Pour l'irrigation des cultures de serre, nous commençons de toute façon dans le bassin d'eau. Là, nous
voulons empêcher le développement d'algues dans l'eau. C'est de l'eau stagnante. Des algues peuvent
causer beaucoup de problèmes au niveau de la qualité de l'eau et de l'engorgement des systèmes
d'irrigation. C'est pourquoi nous avons commencé à couvrir le bassin d'eau avec une voile flottante. De
cette façon, nous empêchons le développement d'algues. Après cela, l'eau de pluie est filtrée et ensuite
stockée sous terre dans la cave avant d'être utilisée. De plus, il y a l'eau nutritive recyclée qui revient
des serres. Celle-ci est d'abord filtrée avec un filtre à sable, puis purifiée ou désinfectée par un
désinfectant UV. Ensuite, elle est à nouveau stockée dans la grande citerne et ensuite nous mélangeons
les deux sources d'eau. Nous analysons la composition de l'eau et puis l'eau est prête pour l'irrigation.
Pour l'extérieur, pour l'irrigation des cultures en plein air, l'eau part également du bassin d'eau et nous
la filtrons une fois pour qu'à l'extérieur l'irrigation goutte à goutte ou les arroseurs ne soient pas
colmatés.
Quels sont les problèmes de qualité les plus courants et leurs solutions ?

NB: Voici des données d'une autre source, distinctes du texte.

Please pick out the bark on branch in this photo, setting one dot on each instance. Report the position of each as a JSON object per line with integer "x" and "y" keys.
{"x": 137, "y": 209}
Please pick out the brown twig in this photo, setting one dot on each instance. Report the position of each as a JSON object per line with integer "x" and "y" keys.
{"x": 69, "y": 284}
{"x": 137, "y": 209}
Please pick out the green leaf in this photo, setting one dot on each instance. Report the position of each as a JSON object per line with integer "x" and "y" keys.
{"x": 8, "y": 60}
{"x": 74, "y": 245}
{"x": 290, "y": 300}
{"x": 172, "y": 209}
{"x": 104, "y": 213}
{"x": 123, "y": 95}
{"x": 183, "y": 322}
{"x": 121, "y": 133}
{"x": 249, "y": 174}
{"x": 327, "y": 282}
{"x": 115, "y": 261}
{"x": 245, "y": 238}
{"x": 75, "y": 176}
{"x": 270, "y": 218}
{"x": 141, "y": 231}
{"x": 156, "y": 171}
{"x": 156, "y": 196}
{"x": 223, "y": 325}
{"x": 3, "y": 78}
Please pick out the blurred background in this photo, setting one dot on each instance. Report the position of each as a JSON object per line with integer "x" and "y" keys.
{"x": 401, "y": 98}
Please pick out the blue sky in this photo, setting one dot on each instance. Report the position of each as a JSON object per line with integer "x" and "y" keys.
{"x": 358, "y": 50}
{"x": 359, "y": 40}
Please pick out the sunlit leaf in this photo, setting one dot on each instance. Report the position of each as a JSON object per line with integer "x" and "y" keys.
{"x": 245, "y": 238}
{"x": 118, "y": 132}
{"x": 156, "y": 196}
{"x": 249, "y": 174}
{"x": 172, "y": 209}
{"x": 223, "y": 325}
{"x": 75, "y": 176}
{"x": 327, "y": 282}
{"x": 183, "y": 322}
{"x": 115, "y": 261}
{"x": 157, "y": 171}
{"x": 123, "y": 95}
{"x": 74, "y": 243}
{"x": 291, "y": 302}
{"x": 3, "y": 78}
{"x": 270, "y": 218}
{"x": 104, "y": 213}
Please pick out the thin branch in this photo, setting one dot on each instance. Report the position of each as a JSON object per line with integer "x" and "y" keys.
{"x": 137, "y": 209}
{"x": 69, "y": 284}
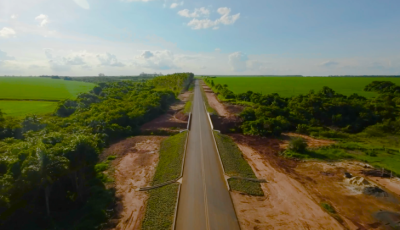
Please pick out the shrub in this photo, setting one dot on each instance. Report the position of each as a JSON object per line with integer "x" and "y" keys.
{"x": 297, "y": 144}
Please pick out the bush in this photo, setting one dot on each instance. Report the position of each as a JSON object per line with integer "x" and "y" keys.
{"x": 297, "y": 144}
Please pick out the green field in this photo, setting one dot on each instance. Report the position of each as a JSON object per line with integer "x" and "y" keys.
{"x": 41, "y": 88}
{"x": 291, "y": 86}
{"x": 35, "y": 88}
{"x": 22, "y": 108}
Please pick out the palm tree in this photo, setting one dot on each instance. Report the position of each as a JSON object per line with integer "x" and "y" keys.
{"x": 45, "y": 168}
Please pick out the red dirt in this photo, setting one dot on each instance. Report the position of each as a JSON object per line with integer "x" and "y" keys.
{"x": 296, "y": 189}
{"x": 134, "y": 168}
{"x": 286, "y": 205}
{"x": 225, "y": 110}
{"x": 173, "y": 121}
{"x": 312, "y": 142}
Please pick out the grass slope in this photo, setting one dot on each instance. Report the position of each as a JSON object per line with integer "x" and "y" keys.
{"x": 22, "y": 108}
{"x": 291, "y": 86}
{"x": 161, "y": 207}
{"x": 41, "y": 88}
{"x": 171, "y": 155}
{"x": 161, "y": 203}
{"x": 236, "y": 165}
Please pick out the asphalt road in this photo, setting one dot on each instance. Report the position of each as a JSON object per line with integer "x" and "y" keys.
{"x": 204, "y": 200}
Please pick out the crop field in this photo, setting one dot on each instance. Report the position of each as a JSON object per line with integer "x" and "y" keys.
{"x": 41, "y": 88}
{"x": 22, "y": 108}
{"x": 291, "y": 86}
{"x": 15, "y": 89}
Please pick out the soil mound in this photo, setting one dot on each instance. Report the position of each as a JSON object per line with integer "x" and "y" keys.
{"x": 375, "y": 191}
{"x": 359, "y": 181}
{"x": 182, "y": 116}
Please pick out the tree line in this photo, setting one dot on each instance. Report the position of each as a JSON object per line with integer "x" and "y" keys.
{"x": 48, "y": 178}
{"x": 322, "y": 113}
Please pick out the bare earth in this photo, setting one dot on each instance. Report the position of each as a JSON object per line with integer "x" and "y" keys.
{"x": 227, "y": 111}
{"x": 286, "y": 205}
{"x": 134, "y": 168}
{"x": 174, "y": 118}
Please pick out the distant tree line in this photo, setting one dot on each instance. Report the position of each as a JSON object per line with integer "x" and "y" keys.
{"x": 323, "y": 113}
{"x": 48, "y": 173}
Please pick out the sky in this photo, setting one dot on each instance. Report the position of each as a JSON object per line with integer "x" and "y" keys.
{"x": 220, "y": 37}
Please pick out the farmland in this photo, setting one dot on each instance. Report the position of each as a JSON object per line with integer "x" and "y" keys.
{"x": 291, "y": 86}
{"x": 21, "y": 108}
{"x": 41, "y": 88}
{"x": 13, "y": 90}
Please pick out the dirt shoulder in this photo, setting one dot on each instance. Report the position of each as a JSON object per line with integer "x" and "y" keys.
{"x": 227, "y": 111}
{"x": 286, "y": 205}
{"x": 296, "y": 190}
{"x": 171, "y": 122}
{"x": 134, "y": 168}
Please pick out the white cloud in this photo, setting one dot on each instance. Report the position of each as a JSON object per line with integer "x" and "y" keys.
{"x": 42, "y": 19}
{"x": 4, "y": 56}
{"x": 198, "y": 12}
{"x": 64, "y": 63}
{"x": 157, "y": 60}
{"x": 225, "y": 19}
{"x": 146, "y": 54}
{"x": 329, "y": 64}
{"x": 82, "y": 3}
{"x": 7, "y": 32}
{"x": 237, "y": 61}
{"x": 109, "y": 60}
{"x": 136, "y": 0}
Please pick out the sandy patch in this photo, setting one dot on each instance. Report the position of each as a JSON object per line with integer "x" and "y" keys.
{"x": 286, "y": 205}
{"x": 312, "y": 142}
{"x": 346, "y": 195}
{"x": 214, "y": 103}
{"x": 173, "y": 120}
{"x": 135, "y": 167}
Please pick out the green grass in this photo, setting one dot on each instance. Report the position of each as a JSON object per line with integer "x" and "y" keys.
{"x": 161, "y": 208}
{"x": 161, "y": 203}
{"x": 291, "y": 86}
{"x": 171, "y": 155}
{"x": 22, "y": 108}
{"x": 236, "y": 165}
{"x": 210, "y": 109}
{"x": 188, "y": 106}
{"x": 41, "y": 88}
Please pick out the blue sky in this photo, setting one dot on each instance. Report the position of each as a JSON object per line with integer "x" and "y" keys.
{"x": 127, "y": 37}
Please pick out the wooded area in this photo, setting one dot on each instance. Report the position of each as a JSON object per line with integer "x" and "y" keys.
{"x": 323, "y": 113}
{"x": 48, "y": 172}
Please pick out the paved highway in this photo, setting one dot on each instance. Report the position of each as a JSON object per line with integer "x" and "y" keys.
{"x": 204, "y": 200}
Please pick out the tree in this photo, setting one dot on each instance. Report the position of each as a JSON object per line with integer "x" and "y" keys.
{"x": 297, "y": 144}
{"x": 45, "y": 168}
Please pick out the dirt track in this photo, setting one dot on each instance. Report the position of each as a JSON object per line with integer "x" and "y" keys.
{"x": 134, "y": 168}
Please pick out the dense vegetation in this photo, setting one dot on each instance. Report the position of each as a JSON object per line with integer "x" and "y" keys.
{"x": 48, "y": 173}
{"x": 171, "y": 156}
{"x": 162, "y": 201}
{"x": 323, "y": 113}
{"x": 235, "y": 165}
{"x": 293, "y": 86}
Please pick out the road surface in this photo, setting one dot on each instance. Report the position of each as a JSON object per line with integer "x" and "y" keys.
{"x": 204, "y": 202}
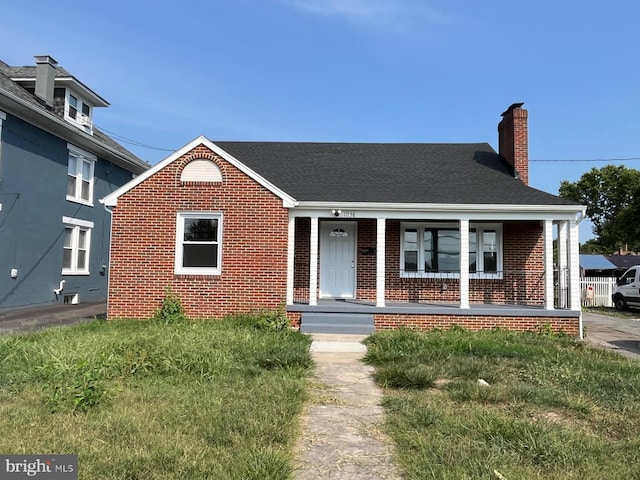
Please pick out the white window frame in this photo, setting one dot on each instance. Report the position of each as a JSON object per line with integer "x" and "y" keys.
{"x": 180, "y": 223}
{"x": 77, "y": 225}
{"x": 480, "y": 228}
{"x": 81, "y": 156}
{"x": 82, "y": 120}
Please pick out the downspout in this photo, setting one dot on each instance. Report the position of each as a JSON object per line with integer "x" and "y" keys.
{"x": 109, "y": 260}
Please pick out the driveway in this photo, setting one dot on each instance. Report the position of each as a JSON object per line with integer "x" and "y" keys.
{"x": 51, "y": 316}
{"x": 615, "y": 333}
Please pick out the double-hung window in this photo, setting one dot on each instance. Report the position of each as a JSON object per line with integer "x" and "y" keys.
{"x": 76, "y": 246}
{"x": 78, "y": 111}
{"x": 199, "y": 243}
{"x": 433, "y": 250}
{"x": 80, "y": 176}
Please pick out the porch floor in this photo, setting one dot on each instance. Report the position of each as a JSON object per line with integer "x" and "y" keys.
{"x": 340, "y": 305}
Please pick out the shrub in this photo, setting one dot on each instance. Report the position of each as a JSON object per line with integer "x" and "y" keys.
{"x": 171, "y": 310}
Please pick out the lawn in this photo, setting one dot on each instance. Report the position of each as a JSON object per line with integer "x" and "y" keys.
{"x": 151, "y": 400}
{"x": 554, "y": 408}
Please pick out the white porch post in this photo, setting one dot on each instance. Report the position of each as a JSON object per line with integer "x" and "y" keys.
{"x": 291, "y": 238}
{"x": 464, "y": 263}
{"x": 562, "y": 265}
{"x": 380, "y": 261}
{"x": 313, "y": 263}
{"x": 574, "y": 266}
{"x": 548, "y": 264}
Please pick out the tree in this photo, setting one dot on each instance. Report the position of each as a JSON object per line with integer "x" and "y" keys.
{"x": 612, "y": 197}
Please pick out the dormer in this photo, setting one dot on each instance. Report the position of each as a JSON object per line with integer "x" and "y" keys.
{"x": 60, "y": 92}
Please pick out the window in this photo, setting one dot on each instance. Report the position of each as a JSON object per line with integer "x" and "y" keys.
{"x": 198, "y": 243}
{"x": 80, "y": 176}
{"x": 78, "y": 111}
{"x": 76, "y": 246}
{"x": 433, "y": 250}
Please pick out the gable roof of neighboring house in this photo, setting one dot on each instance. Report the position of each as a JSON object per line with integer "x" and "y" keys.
{"x": 462, "y": 174}
{"x": 20, "y": 102}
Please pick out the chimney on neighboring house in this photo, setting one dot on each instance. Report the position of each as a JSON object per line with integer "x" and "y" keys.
{"x": 45, "y": 75}
{"x": 513, "y": 143}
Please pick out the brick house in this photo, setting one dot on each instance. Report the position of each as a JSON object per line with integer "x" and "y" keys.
{"x": 421, "y": 235}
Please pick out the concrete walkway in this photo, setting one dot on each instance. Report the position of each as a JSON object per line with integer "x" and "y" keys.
{"x": 341, "y": 431}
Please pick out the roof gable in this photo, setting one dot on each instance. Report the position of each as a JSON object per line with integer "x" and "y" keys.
{"x": 112, "y": 199}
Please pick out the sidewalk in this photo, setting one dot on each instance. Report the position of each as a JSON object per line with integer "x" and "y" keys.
{"x": 341, "y": 431}
{"x": 50, "y": 316}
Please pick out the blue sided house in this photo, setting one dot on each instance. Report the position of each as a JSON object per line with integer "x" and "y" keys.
{"x": 54, "y": 166}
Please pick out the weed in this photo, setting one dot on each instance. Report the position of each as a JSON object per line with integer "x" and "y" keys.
{"x": 171, "y": 310}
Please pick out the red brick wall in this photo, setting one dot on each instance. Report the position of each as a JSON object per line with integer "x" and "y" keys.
{"x": 567, "y": 325}
{"x": 254, "y": 244}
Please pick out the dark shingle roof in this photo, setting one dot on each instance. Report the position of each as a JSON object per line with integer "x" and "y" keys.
{"x": 471, "y": 173}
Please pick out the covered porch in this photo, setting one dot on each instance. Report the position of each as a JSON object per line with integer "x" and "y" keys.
{"x": 437, "y": 267}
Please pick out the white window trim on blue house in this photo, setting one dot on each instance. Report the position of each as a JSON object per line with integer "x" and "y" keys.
{"x": 76, "y": 228}
{"x": 79, "y": 158}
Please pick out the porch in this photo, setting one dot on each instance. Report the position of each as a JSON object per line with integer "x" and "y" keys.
{"x": 496, "y": 272}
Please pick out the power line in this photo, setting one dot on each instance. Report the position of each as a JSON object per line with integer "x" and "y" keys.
{"x": 558, "y": 160}
{"x": 588, "y": 160}
{"x": 135, "y": 142}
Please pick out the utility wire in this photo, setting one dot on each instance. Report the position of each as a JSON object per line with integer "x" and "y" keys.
{"x": 558, "y": 160}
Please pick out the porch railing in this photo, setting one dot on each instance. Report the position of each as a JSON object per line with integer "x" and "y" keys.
{"x": 507, "y": 287}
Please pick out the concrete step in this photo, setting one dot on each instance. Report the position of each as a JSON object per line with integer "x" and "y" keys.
{"x": 337, "y": 323}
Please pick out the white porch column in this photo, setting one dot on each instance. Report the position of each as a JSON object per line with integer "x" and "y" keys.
{"x": 563, "y": 273}
{"x": 313, "y": 263}
{"x": 548, "y": 264}
{"x": 291, "y": 238}
{"x": 574, "y": 266}
{"x": 380, "y": 261}
{"x": 464, "y": 263}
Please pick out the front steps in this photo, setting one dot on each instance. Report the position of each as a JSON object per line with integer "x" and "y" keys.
{"x": 337, "y": 323}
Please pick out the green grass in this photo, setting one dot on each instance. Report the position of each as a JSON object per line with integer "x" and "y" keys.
{"x": 153, "y": 400}
{"x": 555, "y": 408}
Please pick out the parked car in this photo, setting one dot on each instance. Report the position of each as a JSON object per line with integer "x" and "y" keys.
{"x": 626, "y": 293}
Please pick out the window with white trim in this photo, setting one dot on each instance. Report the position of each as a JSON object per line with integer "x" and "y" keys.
{"x": 80, "y": 176}
{"x": 433, "y": 250}
{"x": 78, "y": 111}
{"x": 199, "y": 243}
{"x": 76, "y": 246}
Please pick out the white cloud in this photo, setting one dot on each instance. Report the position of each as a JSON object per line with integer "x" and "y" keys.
{"x": 385, "y": 13}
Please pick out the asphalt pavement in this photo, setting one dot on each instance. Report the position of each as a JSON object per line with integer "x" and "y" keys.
{"x": 621, "y": 334}
{"x": 32, "y": 319}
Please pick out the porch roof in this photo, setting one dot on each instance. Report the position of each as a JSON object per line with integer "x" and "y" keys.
{"x": 412, "y": 308}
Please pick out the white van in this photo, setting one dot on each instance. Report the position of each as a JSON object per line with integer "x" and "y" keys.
{"x": 626, "y": 293}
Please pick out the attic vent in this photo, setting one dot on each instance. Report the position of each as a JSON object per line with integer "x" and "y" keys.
{"x": 201, "y": 171}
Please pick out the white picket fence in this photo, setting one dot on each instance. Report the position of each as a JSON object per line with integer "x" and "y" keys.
{"x": 597, "y": 291}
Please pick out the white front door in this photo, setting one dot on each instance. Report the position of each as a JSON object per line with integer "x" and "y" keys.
{"x": 337, "y": 259}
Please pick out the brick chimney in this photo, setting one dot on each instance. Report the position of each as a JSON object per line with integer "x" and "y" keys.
{"x": 45, "y": 75}
{"x": 513, "y": 143}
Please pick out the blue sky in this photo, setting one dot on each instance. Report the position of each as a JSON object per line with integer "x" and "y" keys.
{"x": 351, "y": 71}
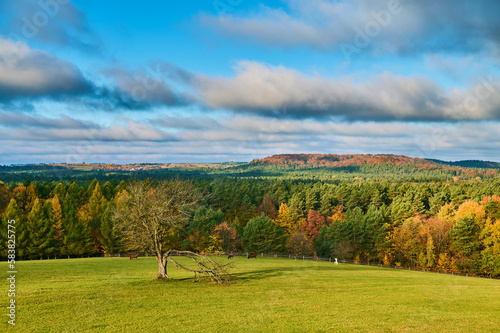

L'un des problèmes les plus courants en ce qui concerne la qualité de l'eau dans les serres est le
développement de biofilms. Un biofilm se développe à l'intérieur des tuyaux d'irrigation, qui peuvent
atteindre plusieurs centaines de mètres de long. Les bactéries peuvent commencer à proliférer dans ce
biofilm, et celles-ci peuvent alors affecter les plantes. Nous sommes confrontés, par exemple, à une
bactérie : Crazy Roots, qui cause actuellement beaucoup de problèmes. Que faisons-nous à ce sujet ?
Nous désinfectons l'eau par exposition aux UV. C'est une désinfection ponctuelle. En outre, nous allons
également ajouter des peroxydes qui peuvent être transportés dans tout le système et donc attaquer
ces biofilms.
Y a-t-il des points d'intérêt spécifiques lors de la culture de légumes, qui sont donc moins importants pour
les grandes cultures ?
Comme il s'agit d'un système de recirculation, les exigences de qualité sont très élevées. Comme je l'ai
déjà dit, la teneur en sodium est très importante. Il ne faut certainement pas qu'elle soit trop élevée.
L'eau souterraine, par exemple, n'est pas autorisée dans plusieurs régions parce qu'elle peut avoir une
teneur en sodium trop élevée. Aussi la charge bactérienne ou les virus doivent être très faibles.